Mencioné que los pequeños detalles importan, y la buena educación es otro pequeño detalle que puede marcar la diferencia en cómo te percibe tu jefe. Los gestos sencillos del día a día, como ayudar a los demás, ceder el paso, dar las gracias y mostrar amabilidad, crean una buena impresión. No prestarles atención puede perjudicarte. Este versículo lo resume a la perfección:

«Porque nos esforzamos por hacer lo correcto, no solo delante del Señor, sino también delante de los hombres» (2 Corintios 8:21).

Te he dado siete errores que debes evitar, pero como todos cometemos errores, aquí tienes qué hacer cuando te equivoques:

  1. Reconoce el error.
  2. Asume la responsabilidad y ofrécete a solucionar el problema si puedes hacerlo. Puede ser algo tan sencillo como una disculpa sincera, pero tu disposición a asumir la responsabilidad será muy importante para tu jefe.
  3. Sigue adelante y haz tu mejor trabajo, evitando cometer el mismo error en el futuro.
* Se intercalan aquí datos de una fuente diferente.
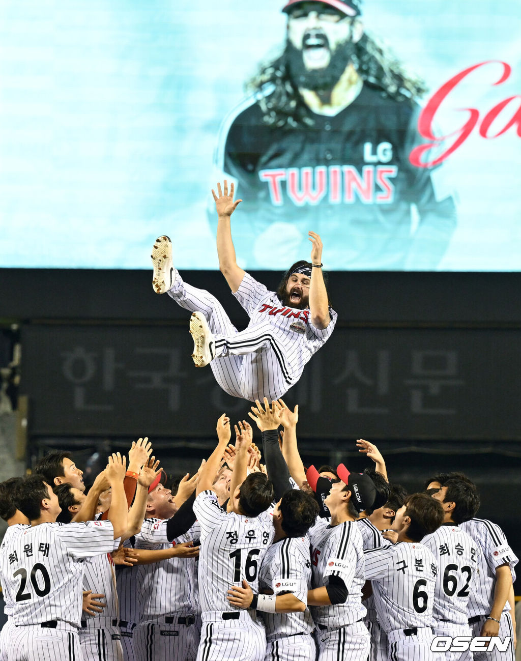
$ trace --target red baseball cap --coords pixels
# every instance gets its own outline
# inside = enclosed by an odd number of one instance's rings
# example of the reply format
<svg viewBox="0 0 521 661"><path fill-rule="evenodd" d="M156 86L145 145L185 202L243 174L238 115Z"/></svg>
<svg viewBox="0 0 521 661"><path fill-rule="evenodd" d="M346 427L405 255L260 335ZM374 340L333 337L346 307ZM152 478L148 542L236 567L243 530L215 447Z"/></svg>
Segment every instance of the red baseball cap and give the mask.
<svg viewBox="0 0 521 661"><path fill-rule="evenodd" d="M148 488L148 492L150 493L151 491L153 491L155 487L161 483L162 485L166 484L167 482L167 474L161 469L159 473L156 475L155 479L152 483L152 484Z"/></svg>
<svg viewBox="0 0 521 661"><path fill-rule="evenodd" d="M303 2L314 2L315 0L289 0L282 7L282 11L288 13L295 5L301 5ZM360 16L362 13L360 7L362 0L317 0L323 5L329 5L346 16Z"/></svg>

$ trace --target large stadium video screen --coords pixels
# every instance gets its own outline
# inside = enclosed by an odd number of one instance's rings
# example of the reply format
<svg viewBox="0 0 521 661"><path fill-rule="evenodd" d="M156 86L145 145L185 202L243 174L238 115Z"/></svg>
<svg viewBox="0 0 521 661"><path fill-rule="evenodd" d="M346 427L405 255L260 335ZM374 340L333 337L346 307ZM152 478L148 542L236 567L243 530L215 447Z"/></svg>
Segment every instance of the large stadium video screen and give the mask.
<svg viewBox="0 0 521 661"><path fill-rule="evenodd" d="M521 270L518 0L3 0L0 266Z"/></svg>

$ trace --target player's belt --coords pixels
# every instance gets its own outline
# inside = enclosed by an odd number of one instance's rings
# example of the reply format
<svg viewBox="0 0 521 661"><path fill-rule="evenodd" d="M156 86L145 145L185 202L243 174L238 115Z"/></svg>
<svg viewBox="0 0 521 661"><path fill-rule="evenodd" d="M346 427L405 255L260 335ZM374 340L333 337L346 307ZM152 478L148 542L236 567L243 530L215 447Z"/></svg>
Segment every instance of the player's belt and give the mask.
<svg viewBox="0 0 521 661"><path fill-rule="evenodd" d="M174 617L171 615L165 617L165 624L184 624L187 627L195 623L195 615L188 615L188 617Z"/></svg>

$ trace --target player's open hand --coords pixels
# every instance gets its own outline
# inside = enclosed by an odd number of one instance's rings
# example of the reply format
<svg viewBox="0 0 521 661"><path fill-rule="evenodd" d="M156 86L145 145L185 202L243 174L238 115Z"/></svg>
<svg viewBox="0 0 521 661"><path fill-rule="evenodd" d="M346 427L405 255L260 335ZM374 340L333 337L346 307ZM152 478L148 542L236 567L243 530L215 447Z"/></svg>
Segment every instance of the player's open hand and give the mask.
<svg viewBox="0 0 521 661"><path fill-rule="evenodd" d="M177 558L198 558L199 557L198 546L194 546L192 541L185 541L181 544L176 544L172 553Z"/></svg>
<svg viewBox="0 0 521 661"><path fill-rule="evenodd" d="M239 420L234 425L235 430L235 451L249 450L253 439L253 430L249 422L245 420ZM257 456L257 453L253 453Z"/></svg>
<svg viewBox="0 0 521 661"><path fill-rule="evenodd" d="M151 457L141 469L138 479L138 484L147 489L161 470L162 469L159 468L159 460L156 461L155 457Z"/></svg>
<svg viewBox="0 0 521 661"><path fill-rule="evenodd" d="M280 424L280 410L276 402L272 401L271 406L267 397L264 398L264 408L258 399L255 400L255 406L251 407L251 413L248 415L255 420L257 427L261 432L268 429L276 429Z"/></svg>
<svg viewBox="0 0 521 661"><path fill-rule="evenodd" d="M128 470L139 473L141 466L148 462L151 453L152 444L149 441L148 437L132 441L132 446L128 451Z"/></svg>
<svg viewBox="0 0 521 661"><path fill-rule="evenodd" d="M231 429L229 425L229 418L225 413L223 413L217 421L216 430L217 438L220 443L221 443L223 441L225 441L227 443L229 441L231 438Z"/></svg>
<svg viewBox="0 0 521 661"><path fill-rule="evenodd" d="M105 471L110 482L110 486L118 482L122 482L126 471L127 458L121 456L119 452L113 452L108 457L108 463Z"/></svg>
<svg viewBox="0 0 521 661"><path fill-rule="evenodd" d="M218 215L225 215L230 216L233 213L233 212L237 209L239 203L242 202L242 200L237 200L235 202L233 202L233 193L235 186L232 182L230 184L229 187L229 195L228 194L228 182L226 179L224 180L224 190L221 190L221 184L217 184L217 192L219 193L218 197L216 195L216 192L214 189L212 189L212 194L214 196L214 199L216 201L216 210L217 211Z"/></svg>
<svg viewBox="0 0 521 661"><path fill-rule="evenodd" d="M99 600L104 598L104 594L93 594L91 590L87 590L87 592L83 592L81 610L85 611L89 615L95 615L97 613L102 613L106 603L100 602Z"/></svg>
<svg viewBox="0 0 521 661"><path fill-rule="evenodd" d="M235 606L237 608L249 608L253 600L253 590L250 588L247 582L243 580L242 588L236 585L230 587L226 598L232 606Z"/></svg>
<svg viewBox="0 0 521 661"><path fill-rule="evenodd" d="M277 400L275 402L275 405L280 411L279 419L280 420L280 424L284 429L290 429L296 427L297 422L298 422L298 404L295 405L295 408L293 410L291 408L288 408L282 399Z"/></svg>
<svg viewBox="0 0 521 661"><path fill-rule="evenodd" d="M322 239L316 232L308 232L308 239L313 244L311 247L311 264L322 263ZM313 269L311 269L313 270Z"/></svg>

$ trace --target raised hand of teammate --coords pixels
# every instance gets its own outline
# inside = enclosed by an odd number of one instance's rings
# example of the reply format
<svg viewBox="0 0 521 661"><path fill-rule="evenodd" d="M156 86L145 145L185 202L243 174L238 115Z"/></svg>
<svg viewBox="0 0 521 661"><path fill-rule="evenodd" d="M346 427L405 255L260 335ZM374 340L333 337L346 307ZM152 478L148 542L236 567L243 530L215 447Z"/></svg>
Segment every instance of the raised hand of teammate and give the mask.
<svg viewBox="0 0 521 661"><path fill-rule="evenodd" d="M224 190L221 190L221 184L219 183L217 184L217 191L219 193L218 197L216 195L214 189L212 189L212 194L216 201L216 210L218 215L231 215L242 202L242 200L237 200L235 202L233 202L233 193L235 192L233 183L230 184L229 194L228 194L228 182L226 179L224 180Z"/></svg>
<svg viewBox="0 0 521 661"><path fill-rule="evenodd" d="M223 413L217 421L216 430L217 431L217 438L220 443L224 441L225 439L227 442L229 441L231 438L231 429L229 425L229 418L225 413Z"/></svg>
<svg viewBox="0 0 521 661"><path fill-rule="evenodd" d="M295 405L295 408L293 410L291 408L288 408L282 399L277 400L275 402L275 405L280 411L279 419L280 424L284 429L294 428L296 427L297 422L298 422L298 404ZM283 434L284 432L281 432L281 436ZM282 438L284 437L282 436Z"/></svg>
<svg viewBox="0 0 521 661"><path fill-rule="evenodd" d="M358 452L362 452L367 455L370 459L372 459L375 463L376 469L378 473L383 475L386 482L389 482L387 479L387 471L385 468L385 462L381 455L381 453L376 446L374 443L370 443L369 441L364 440L363 438L358 438L357 440L356 446L358 448Z"/></svg>
<svg viewBox="0 0 521 661"><path fill-rule="evenodd" d="M261 432L267 429L277 429L280 424L280 409L274 401L272 401L271 407L266 397L264 398L264 408L258 399L255 400L255 406L251 407L252 412L248 415L255 420L257 427Z"/></svg>
<svg viewBox="0 0 521 661"><path fill-rule="evenodd" d="M124 455L122 457L119 452L113 452L108 457L108 463L106 465L105 471L111 486L113 486L115 483L123 481L126 464L126 457Z"/></svg>
<svg viewBox="0 0 521 661"><path fill-rule="evenodd" d="M232 606L237 608L249 608L253 600L253 590L249 586L247 581L243 581L242 587L230 586L226 597Z"/></svg>
<svg viewBox="0 0 521 661"><path fill-rule="evenodd" d="M322 263L322 239L316 232L308 232L308 239L311 242L311 264ZM313 269L311 269L313 270Z"/></svg>
<svg viewBox="0 0 521 661"><path fill-rule="evenodd" d="M128 470L139 473L141 466L147 463L151 453L152 444L147 436L132 441L132 447L128 451Z"/></svg>
<svg viewBox="0 0 521 661"><path fill-rule="evenodd" d="M102 613L103 609L106 606L106 602L100 602L99 600L104 599L104 594L93 594L91 590L84 592L81 610L89 615L95 615L97 613Z"/></svg>
<svg viewBox="0 0 521 661"><path fill-rule="evenodd" d="M159 467L159 460L156 461L155 457L151 457L147 459L146 463L141 469L140 477L138 479L138 484L147 489L152 484L157 475L161 473L161 469Z"/></svg>

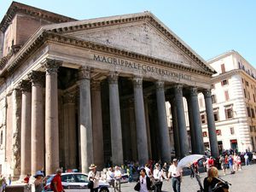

No te aferres a la culpa; déjalo atrás y aprende de la experiencia.
  4. No permitas que el error afecte tu confianza y te impida realizar tu trabajo.

Recuerda, todos cometemos errores tarde o temprano. No te escondas detrás de tus errores, pero tampoco te escondas debajo del escritorio. Demuéstrale a tu jefe que fue un error puntual y que no volverá a ocurrir. Luego, ora. Si eres creyente, tienes el poder, a través de la oración y el Espíritu Santo, para superar tus errores y seguir adelante.